In our example with the equation \( y = -\frac{3}{5}x + 7 \), the slope \( m \) is \( -\frac{3}{5} \). This means every time we move 5 units to the right on the x-axis, we go down 3 units on the y-axis because the slope is negative. A positive slope would mean the line rises as it moves from left to right, whereas a negative slope means the line declines as it goes from left to right.

Key points to remember about slope:

• It tells us the direction and steepness of a line.
• A positive slope rises, while a negative slope falls as it moves rightward.
• A slope of zero means the line is horizontal, and an undefined slope means the line is vertical.

The y-intercept is another crucial element in linear equations. It is the point where the line crosses the y-axis on a graph. In the equation, the y-intercept is represented by the symbol \( b \).

For the linear equation \( y = -\frac{3}{5}x + 7 \), the y-intercept is \( 7 \). This means the line will cross the y-axis at the point \( (0, 7) \). The y-intercept is straightforward to identify:

• It is the constant term in the equation form \( y = mx + b \).
• It shows what the value of y is when x equals 0.
• The point \( (0, b) \) always lies on the graph of the line.

This makes it easy to start graphing because you have a precise starting point.

Graphing a linear function means illustrating what the equation looks like on a graph. With the equation \( y = -\frac{3}{5}x + 7 \), we have both the slope and the y-intercept needed to create the graph.

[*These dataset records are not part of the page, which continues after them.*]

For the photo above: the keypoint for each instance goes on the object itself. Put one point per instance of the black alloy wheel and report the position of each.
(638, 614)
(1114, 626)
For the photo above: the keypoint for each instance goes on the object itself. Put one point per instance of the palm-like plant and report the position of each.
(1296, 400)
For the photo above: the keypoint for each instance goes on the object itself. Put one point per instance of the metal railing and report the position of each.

Here's how to graph it step-by-step:

• Start by plotting the y-intercept. In this case, you will put a point at \( (0, 7) \) on the y-axis.
• Next, use the slope to plot additional points. With a slope of \( -\frac{3}{5} \), move 5 units to the right on the x-axis, then 3 units down on the y-axis from the y-intercept, and position another point.
• Draw a straight line through these points extending in both directions across the graph. This line represents the linear function.

These simple steps allow the accurate graphing of any linear equation, making visualization of mathematical relationships straightforward and intuitive. With these principles, you'll be graphing linear equations like a pro in no time!